Thursday, February 11, 2010

PIRATES AND SWAMPLAND

I suspect that the town of Jean Lafitte is the only town in America named for a pirate. Many pirate movies use the type of landscape available in the 20,000 acre Louisiana Barataria Preserve we visited yesterday, just a small part of where Lafitte plied his trade. Lafitte was sort of the Robin Hood of the high seas, commanding and feeding over 1,000 men who escaped the tyranny of the British Government and took to piracy. Lafitte controlled the whole territory of Barataria, a swampland so vast and difficult, no one could dare to catch them. He saw himself as serving an economic need, in a new country, helping to feed and clothe a part of the population the government ignored. He was arrested and his ships taken by the American Authorities who hounded him and then pardoned him three times. He identified with the Americans. He tried to warn them they were about to be attacked by the British. He sided with Andrew Jackson in the Battle of New Orleans in 1815 and gained a pardon for his crimes. In his own sense of honor, he left Barataria and quit piracy in the Louisiana area. He didn't consider himself a pirate, but a privateer. He moved his operations to Galveston and founded a new empire there. He was a gentlemanly figure with impeccable manners and felt betrayed by a country that didn't understand his aim. He never attacked an American ship.

Book cover: Jean Lafitte
Book cover: Jean Lafitte "The Corsair"
by E.H. Suydam

Jim and I hiked about 4 miles through the swampland on lovely manicured plank walkways at a time of year without mosquitos, no leaves on the trees and not much of the storied wildlife this area is famous for. We saw birds and squirrels that darted away with lightening speed. Signs that read: Do not feed the alligators. Places where plant life was crushed as though some awakened critter languished on a spare piece of ground. Wintering cardinals were beautiful in this gray bearded environment of Spanish Moss. The day was crisp and cool, the air clean, and we'd like to come back in the spring or summer to see the same place with a different landscape. What we saw will be covered over and invisible at another time of year: amazing fungi, water reflections, bright red lichen, stark cypress ghosts against a blue, blue sky and changing environments of the fecund swampland asleep.
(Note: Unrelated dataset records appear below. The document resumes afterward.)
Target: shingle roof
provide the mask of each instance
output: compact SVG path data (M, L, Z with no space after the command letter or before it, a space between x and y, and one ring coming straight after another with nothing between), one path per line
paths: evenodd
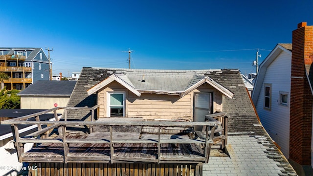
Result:
M292 44L278 44L284 47L290 51L291 51L292 50Z
M12 54L13 53L14 50L32 50L32 51L29 55L27 56L26 60L32 60L38 54L41 48L32 48L32 47L0 47L0 50L11 50L8 54Z
M76 83L76 81L38 81L18 95L70 96Z
M73 91L67 106L70 107L91 107L96 105L97 104L97 95L96 94L92 94L88 96L87 90L95 85L98 84L106 78L112 75L112 74L125 74L125 70L127 69L83 68L80 77L77 81L76 86ZM250 162L249 164L247 164L246 166L248 168L243 171L243 172L247 172L247 175L249 175L249 174L255 173L255 172L253 172L262 170L263 169L258 170L256 170L255 168L257 167L257 166L259 165L260 166L260 167L267 165L267 164L265 163L268 163L269 165L273 164L273 165L272 165L273 167L265 167L262 168L268 169L273 172L273 173L277 174L276 175L283 175L285 174L288 174L290 175L296 175L291 165L275 146L268 134L258 120L251 101L250 101L248 92L246 89L245 84L243 82L241 74L239 70L128 70L128 71L131 71L134 72L137 71L141 71L140 74L136 76L137 77L134 75L134 77L130 77L132 78L130 78L130 80L133 79L135 81L141 81L142 78L142 75L141 74L143 72L150 72L153 73L155 75L157 74L158 76L162 76L162 78L164 78L165 80L168 81L172 80L166 75L173 75L175 74L181 74L183 75L187 75L189 74L188 73L192 72L193 75L196 75L196 76L189 77L189 80L188 81L185 81L185 83L184 83L183 84L187 87L192 85L193 83L197 82L199 79L201 79L203 76L206 76L213 79L214 81L226 88L234 94L232 99L223 96L223 111L226 112L227 116L229 117L228 135L229 135L230 139L233 139L235 141L240 141L242 143L241 143L241 145L237 148L231 148L231 147L232 146L233 141L229 140L228 146L230 151L228 152L231 155L237 154L238 154L237 152L240 152L241 153L239 154L241 156L247 156L247 157L236 157L236 161L234 161L232 158L228 159L228 160L234 162L233 163L227 162L228 164L226 165L229 169L232 169L234 170L231 170L231 174L234 173L233 172L238 171L238 166L236 164L239 163L244 164L246 162L245 159L247 159L247 157L249 157L249 159L255 159L255 161ZM194 74L196 72L201 74L195 75ZM154 77L152 75L151 77L149 77L149 79L147 80L149 80L149 82L150 82L153 78ZM146 79L146 76L145 76L145 80ZM183 78L183 80L184 79ZM185 80L187 80L187 79ZM154 83L163 84L161 86L163 88L168 87L169 88L173 88L174 87L179 88L180 86L179 84L172 85L173 83L170 81L159 83L155 80ZM185 84L187 84L187 85ZM164 84L168 84L168 85L165 85ZM81 110L68 110L67 114L67 119L73 118L81 120L84 120L87 118L89 119L90 115L89 111ZM249 138L249 137L252 137ZM252 142L247 142L247 137L249 140L252 140ZM256 139L252 140L252 138ZM245 141L246 139L246 141ZM235 144L235 143L234 144ZM258 148L256 147L257 145ZM230 151L230 150L231 150ZM251 151L254 151L254 152L251 152ZM264 157L263 156L266 156L266 157ZM260 157L262 157L262 161L256 159ZM212 158L212 157L210 157L210 158ZM223 158L220 159L221 159L221 160L219 160L220 161L223 159ZM209 164L210 163L211 163L211 162L209 161ZM219 165L223 165L223 162L221 162ZM203 168L205 168L205 165L203 166ZM222 171L225 170L224 168L221 168L219 166L214 167L213 169L210 167L210 168L209 171L210 174L221 173ZM206 173L205 169L204 169L204 171L203 173ZM281 172L281 173L280 172Z

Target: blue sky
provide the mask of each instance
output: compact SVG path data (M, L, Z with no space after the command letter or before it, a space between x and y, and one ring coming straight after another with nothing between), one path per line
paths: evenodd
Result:
M312 0L6 0L1 47L45 46L54 74L83 66L255 72L277 43L291 43L302 22L313 25ZM46 51L45 50L46 53Z

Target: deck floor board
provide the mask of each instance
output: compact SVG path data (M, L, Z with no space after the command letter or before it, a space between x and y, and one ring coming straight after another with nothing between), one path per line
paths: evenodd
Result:
M138 139L139 134L137 133L116 132L112 139ZM106 139L110 140L109 132L94 132L88 134L67 134L68 139ZM162 139L185 139L187 135L162 135ZM60 138L59 136L56 138ZM158 140L156 134L143 134L142 139ZM157 144L156 143L115 143L114 145L113 160L119 161L136 162L149 161L156 162L157 160ZM197 144L160 144L160 157L164 160L201 160L204 157L203 151ZM108 143L68 143L69 152L67 156L70 161L91 160L108 162L111 159L110 144ZM63 144L44 143L33 147L23 154L22 157L30 161L36 161L37 158L55 158L62 160L64 158L64 151ZM31 158L31 159L30 159ZM198 159L197 159L198 158ZM52 162L52 161L51 161Z

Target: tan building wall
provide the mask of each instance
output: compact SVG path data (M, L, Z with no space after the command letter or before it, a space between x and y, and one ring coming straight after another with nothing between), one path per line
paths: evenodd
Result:
M49 110L54 107L54 103L58 107L66 107L69 100L68 97L21 97L21 109ZM62 113L63 110L58 110L58 113Z
M143 118L174 119L193 120L194 92L213 92L213 112L223 111L222 94L208 84L180 98L179 95L141 93L138 97L113 82L98 93L98 104L100 105L99 117L106 117L107 95L108 91L125 91L126 93L125 115Z

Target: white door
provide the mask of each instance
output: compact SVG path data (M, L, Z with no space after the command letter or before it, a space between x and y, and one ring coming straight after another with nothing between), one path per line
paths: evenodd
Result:
M205 115L211 114L211 94L210 93L195 93L194 103L194 121L204 122ZM195 130L201 131L202 127L195 127Z

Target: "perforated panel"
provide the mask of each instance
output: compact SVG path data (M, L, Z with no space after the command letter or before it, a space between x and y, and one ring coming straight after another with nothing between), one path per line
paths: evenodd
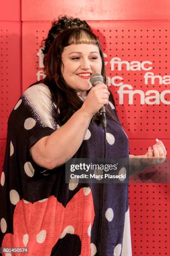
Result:
M1 22L0 139L5 139L9 114L21 93L20 24Z
M129 187L132 255L169 255L170 184Z

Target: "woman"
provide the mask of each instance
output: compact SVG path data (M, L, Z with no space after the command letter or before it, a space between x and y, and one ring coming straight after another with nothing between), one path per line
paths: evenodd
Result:
M84 28L62 32L48 52L45 69L43 83L24 92L8 120L2 246L28 248L32 255L130 255L128 184L65 182L66 159L103 157L96 114L103 105L107 157L129 158L98 38ZM92 88L90 76L95 73L104 83ZM154 148L154 157L165 155L163 146ZM143 156L153 155L149 149Z

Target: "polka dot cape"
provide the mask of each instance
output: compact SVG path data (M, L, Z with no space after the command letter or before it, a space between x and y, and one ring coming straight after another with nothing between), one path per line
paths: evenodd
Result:
M48 170L32 159L30 147L60 128L55 108L50 90L40 84L27 89L10 115L0 179L0 247L27 247L36 256L131 256L127 184L105 184L102 195L100 184L78 179L65 184L65 164ZM107 118L107 157L128 158L126 135ZM101 125L90 123L73 157L103 158L103 132ZM122 166L119 173L126 171Z

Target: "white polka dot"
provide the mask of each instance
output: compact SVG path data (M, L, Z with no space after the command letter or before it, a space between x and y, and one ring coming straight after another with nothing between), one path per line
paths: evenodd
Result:
M95 245L92 243L90 244L90 248L91 256L94 256L97 253L97 249Z
M90 187L83 188L83 193L85 195L88 195L91 192L91 189Z
M1 174L1 178L0 178L0 184L2 186L3 186L5 183L5 173L3 172Z
M12 145L12 141L10 143L10 156L11 156L14 154L14 146Z
M20 196L18 192L15 189L12 189L10 193L10 201L14 205L17 204L20 201Z
M87 132L85 134L84 139L85 140L88 140L91 137L91 133L90 131L88 129Z
M18 102L16 104L14 108L14 110L15 110L15 109L17 109L17 108L18 108L18 107L19 106L19 105L20 105L21 102L22 102L22 100L21 99L20 100L18 101Z
M121 168L119 172L119 175L121 175L121 174L126 174L126 169L125 167L122 167ZM125 179L125 178L119 178L119 179L121 181L123 181L124 179Z
M108 221L112 221L113 218L113 211L111 208L109 208L105 213L105 216Z
M103 174L103 170L101 169L95 169L94 171L94 173L95 175L97 175L95 177L95 179L98 180L101 180L102 179L102 178L101 177L101 175L102 175Z
M115 108L114 107L114 105L113 105L113 103L112 103L110 101L109 101L109 104L111 107L112 109L115 109Z
M122 245L120 243L118 244L114 250L114 256L120 256L121 253L121 250L122 250Z
M68 234L74 234L74 228L72 226L68 226L66 227L61 233L61 235L60 236L60 238L63 238L66 234L68 233Z
M42 243L45 239L46 232L45 230L42 230L37 236L37 242L39 243Z
M24 171L29 177L32 177L34 174L34 169L30 162L26 162L24 164Z
M111 133L106 133L106 140L109 144L113 145L115 143L115 137Z
M47 198L45 198L44 199L42 199L42 200L39 200L38 202L45 202L47 199Z
M24 200L24 202L25 204L28 204L29 202L29 202L26 201L26 200Z
M26 130L30 130L33 128L36 124L36 121L32 118L26 119L24 123L24 128Z
M78 181L79 179L77 178L75 179L73 178L71 179L69 185L69 189L70 190L74 190L78 185Z
M27 245L27 244L28 242L29 239L29 235L28 234L25 234L23 236L23 243L24 244L25 246L26 246Z
M7 230L7 223L6 222L4 218L2 218L0 220L0 228L2 233L6 232Z
M91 223L90 224L89 227L88 228L88 234L89 236L91 236Z

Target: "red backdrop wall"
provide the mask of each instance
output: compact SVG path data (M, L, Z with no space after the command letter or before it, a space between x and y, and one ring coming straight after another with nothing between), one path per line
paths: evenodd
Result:
M0 9L1 169L9 113L22 92L42 78L41 41L52 21L64 14L85 20L99 36L130 154L143 154L158 138L169 157L170 10L168 0L4 1ZM122 61L128 63L121 65ZM152 74L147 79L149 72ZM159 76L154 79L154 75ZM129 186L132 255L168 255L169 184Z

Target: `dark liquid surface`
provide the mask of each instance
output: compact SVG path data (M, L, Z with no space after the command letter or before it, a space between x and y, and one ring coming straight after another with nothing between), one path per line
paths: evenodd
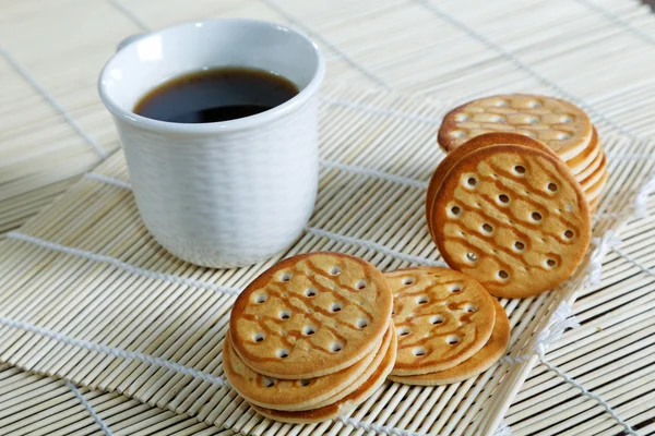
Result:
M134 113L159 121L206 123L250 117L282 105L298 87L247 68L198 71L172 78L139 100Z

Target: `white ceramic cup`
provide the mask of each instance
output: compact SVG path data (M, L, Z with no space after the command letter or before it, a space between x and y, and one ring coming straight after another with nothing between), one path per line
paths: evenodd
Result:
M300 93L237 120L182 124L132 112L181 74L248 66L283 75ZM98 88L114 114L136 206L166 250L193 264L254 264L289 246L318 189L318 90L323 57L306 36L254 20L180 24L132 38Z

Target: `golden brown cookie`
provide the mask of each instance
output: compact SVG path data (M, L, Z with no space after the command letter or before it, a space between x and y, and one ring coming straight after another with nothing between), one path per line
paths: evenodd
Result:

This beautiful white heron stood and posed for us for several minutes
The bright red wintering cardinal showy in the gray of a winter swamp.
A few flowers and berries overwinter and feed busy squirrels.
Cypress knobs poke up their heads among the roots of young trees. Cypress is a soft wood almost logged to extinction because of its resistance to rot. Few huge slow growing cypress are left. Two in the whole preserve.
Interesting fungi, here are only two of many varieties we saw.
Splashy colored lichens, something unnoticeable in summer or spring.